[maverick] intermittent full system freeze

Bug #586901 reported by databubble
58
This bug affects 10 people
Affects Status Importance Assigned to Milestone
linux (Ubuntu)
Expired
Undecided
Unassigned

Bug Description

This bug may be a duplicate of #569011 (which inexplicably now has a status of fix-released), however there are minor differences.

I have been experiencing occasional (2 or 3 times a day) system hangs under Lucid/10.04 for at least a couple of weeks, with the following symptoms: screen freezes, keyboard/mouse unresponsive (can't toggle keyboard LEDs), can't ssh in, system still responds to pings, can reboot with ALT-SysRq+REISUB. On reboot, I'm unable to locate any relevant error messages in logs from the time the system froze.

This is with kernel 2.6.32-22-generic, and I have also tested with upstream 2.6.34-020634-generic, with the same results.

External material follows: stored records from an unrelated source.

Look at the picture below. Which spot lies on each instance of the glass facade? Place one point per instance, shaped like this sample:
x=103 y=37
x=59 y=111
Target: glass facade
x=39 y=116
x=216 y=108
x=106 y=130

The same hardware was stable under jaunty and karmic.

I have nvidia-current drivers installed, however, the system can still freeze from a text console with X/desktop disables (sudo stop kdm), thus I don't believe it's graphics driver related.

Only pattern to the lock-ups I've noticed is that it's usually during times of heavy CPU load... which usually also has heavy disk load: a large compile, ffmpeg video conversion, running virtualbox, dvd ripping, etc. My system is a dual-core 64-bit Athlon, and I boot from a md-mirrored EXT4 root filesystem.

I have virtualbox-3.2 installed, and while running virtualbox with a WinXP client is a good way to help encourage the freeze, I also experience freezes without virtualbox running. Still, I'll try removing it and seeing if I can reproduce without it.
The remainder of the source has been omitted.